Universities are unlikely to develop vocational qualifications unless they are forced to by the demands of students and employers, according to the author of a new report.
Dr Peter Wright, assistant director of the Quality Enhancement Group at the Higher Education Quality Council, said he thought only commercial pressure would lead to universities developing degree-level vocational courses or encourage applications from students with vocational backgrounds.
He believes many universities are unaware of the developing vocational field and has written Vocational Qualifications and Standards in Focus for the HEQC, to be published on Monday, to help institutions formulate policies.
Last year the first 700 students with advanced GNVQs - equivalent to A-level - started university courses, but the number is expected to rise dramatically in September, reaching 25,000 over three years.
Dr Wright said: "GNVQs have developed more rapidly than anyone expected and more rapidly than Government targets which were widely regarded as over-optimistic.
"The system can take 1,000 students but it might be different for 25,000 or 100,000. The real test is going to come when large numbers of students emerge in traditional heartlands of higher education, such as science and engineering. "

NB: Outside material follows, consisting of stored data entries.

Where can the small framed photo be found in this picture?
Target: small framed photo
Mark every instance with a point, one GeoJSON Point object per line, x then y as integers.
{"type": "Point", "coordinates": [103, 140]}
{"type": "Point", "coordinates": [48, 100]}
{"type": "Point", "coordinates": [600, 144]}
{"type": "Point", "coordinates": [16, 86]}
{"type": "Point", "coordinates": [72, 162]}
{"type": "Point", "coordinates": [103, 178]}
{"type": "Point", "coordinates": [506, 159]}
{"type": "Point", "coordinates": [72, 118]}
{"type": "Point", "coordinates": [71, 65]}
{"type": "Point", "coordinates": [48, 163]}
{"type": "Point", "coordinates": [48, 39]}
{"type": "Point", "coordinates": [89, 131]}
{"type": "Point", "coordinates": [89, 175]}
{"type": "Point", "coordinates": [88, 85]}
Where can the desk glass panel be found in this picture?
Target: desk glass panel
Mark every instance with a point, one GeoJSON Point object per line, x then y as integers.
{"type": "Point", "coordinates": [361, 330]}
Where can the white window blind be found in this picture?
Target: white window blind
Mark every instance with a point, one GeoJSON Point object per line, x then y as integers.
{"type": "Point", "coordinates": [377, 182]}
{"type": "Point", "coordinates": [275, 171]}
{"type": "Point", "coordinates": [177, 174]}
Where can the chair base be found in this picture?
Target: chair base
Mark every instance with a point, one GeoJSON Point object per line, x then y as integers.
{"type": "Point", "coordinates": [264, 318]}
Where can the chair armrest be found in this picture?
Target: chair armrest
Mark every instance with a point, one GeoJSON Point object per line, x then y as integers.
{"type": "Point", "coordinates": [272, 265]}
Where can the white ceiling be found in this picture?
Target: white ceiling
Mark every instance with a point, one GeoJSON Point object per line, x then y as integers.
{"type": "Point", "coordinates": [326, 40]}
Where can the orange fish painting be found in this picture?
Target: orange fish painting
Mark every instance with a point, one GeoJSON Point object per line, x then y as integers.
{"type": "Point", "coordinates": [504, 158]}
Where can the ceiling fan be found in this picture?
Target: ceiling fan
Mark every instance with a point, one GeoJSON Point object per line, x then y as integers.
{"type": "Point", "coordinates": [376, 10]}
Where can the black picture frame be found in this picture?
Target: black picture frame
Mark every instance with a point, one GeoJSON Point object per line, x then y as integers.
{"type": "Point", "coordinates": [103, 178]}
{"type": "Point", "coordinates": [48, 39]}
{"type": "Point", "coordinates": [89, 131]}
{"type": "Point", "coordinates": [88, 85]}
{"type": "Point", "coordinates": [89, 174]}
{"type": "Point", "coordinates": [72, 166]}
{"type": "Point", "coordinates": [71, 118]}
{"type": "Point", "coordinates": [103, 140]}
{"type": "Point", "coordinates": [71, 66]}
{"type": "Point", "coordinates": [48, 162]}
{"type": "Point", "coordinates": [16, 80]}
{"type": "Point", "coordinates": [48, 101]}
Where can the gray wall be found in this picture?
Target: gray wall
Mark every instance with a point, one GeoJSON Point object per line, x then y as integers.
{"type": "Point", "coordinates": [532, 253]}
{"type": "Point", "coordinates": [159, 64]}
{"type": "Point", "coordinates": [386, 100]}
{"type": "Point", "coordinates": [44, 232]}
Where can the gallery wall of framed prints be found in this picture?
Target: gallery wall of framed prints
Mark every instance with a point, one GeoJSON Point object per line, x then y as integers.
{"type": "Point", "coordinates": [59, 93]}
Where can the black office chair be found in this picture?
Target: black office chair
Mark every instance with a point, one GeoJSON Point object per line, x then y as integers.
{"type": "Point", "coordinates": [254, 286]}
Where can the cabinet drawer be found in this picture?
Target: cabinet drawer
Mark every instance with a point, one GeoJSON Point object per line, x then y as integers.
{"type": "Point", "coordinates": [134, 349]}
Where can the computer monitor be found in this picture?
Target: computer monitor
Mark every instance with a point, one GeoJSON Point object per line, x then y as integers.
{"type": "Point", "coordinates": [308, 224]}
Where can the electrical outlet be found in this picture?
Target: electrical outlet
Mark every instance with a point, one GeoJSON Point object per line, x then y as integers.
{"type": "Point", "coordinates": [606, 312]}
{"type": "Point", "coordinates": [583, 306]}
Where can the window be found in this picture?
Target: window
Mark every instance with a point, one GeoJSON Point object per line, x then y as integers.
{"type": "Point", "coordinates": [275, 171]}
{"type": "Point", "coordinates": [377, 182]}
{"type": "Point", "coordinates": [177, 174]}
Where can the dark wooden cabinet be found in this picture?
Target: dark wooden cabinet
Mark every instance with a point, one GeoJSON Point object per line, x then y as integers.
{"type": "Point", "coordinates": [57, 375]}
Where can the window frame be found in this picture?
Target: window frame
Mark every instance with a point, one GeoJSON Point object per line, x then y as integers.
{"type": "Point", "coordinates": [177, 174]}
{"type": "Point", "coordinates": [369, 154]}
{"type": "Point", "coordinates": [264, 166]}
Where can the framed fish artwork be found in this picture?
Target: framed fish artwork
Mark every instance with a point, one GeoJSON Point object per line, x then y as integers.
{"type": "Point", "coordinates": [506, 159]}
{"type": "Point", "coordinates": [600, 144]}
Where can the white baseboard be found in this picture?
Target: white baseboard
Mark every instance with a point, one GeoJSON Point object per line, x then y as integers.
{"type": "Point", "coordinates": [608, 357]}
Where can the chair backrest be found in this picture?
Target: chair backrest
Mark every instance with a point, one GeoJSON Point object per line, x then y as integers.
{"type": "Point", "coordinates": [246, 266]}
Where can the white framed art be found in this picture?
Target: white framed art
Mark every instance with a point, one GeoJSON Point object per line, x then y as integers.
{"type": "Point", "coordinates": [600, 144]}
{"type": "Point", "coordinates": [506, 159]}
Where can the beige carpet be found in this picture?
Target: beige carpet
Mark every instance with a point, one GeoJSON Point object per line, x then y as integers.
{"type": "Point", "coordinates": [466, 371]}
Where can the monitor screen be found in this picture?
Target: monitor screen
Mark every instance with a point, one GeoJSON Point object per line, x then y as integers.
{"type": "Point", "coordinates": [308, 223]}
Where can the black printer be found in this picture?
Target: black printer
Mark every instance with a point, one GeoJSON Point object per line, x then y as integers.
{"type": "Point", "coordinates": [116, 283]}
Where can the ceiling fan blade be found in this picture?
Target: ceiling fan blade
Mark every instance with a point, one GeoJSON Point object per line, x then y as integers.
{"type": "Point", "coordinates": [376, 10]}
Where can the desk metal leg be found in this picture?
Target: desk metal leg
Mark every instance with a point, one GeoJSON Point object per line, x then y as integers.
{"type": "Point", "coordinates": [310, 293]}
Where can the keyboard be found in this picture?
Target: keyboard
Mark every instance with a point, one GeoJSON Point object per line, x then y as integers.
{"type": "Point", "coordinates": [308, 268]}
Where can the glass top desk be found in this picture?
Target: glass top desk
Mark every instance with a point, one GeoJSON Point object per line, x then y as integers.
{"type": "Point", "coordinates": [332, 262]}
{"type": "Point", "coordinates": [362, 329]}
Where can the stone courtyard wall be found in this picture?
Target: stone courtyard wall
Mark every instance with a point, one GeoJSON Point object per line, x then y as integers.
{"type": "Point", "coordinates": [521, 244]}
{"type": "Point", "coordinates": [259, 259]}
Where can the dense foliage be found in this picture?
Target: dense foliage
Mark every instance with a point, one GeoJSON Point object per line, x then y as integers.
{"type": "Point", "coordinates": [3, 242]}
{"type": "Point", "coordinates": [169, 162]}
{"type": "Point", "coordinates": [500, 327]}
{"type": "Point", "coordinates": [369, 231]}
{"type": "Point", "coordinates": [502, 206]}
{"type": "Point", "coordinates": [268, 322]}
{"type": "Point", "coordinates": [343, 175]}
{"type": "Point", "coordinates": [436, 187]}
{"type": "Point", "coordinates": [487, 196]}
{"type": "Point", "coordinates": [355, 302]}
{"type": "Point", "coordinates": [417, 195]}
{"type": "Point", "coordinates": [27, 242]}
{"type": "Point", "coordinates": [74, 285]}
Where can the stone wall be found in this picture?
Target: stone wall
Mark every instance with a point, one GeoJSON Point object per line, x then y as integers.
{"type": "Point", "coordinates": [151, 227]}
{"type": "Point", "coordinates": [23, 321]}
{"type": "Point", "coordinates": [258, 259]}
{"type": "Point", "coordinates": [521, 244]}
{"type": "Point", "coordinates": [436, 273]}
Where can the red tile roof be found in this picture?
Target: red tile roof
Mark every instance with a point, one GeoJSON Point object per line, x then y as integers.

Dr Wright thinks further education colleges could emerge as leaders in the development of degree-level vocational qualifications with further blurring of the boundaries between the two sectors.
The report suggests universities and colleges might explore how their graduates could attain certain core skills through vocational routes. For example, history students might take a National Vocational Qualification in a language which they needed for research.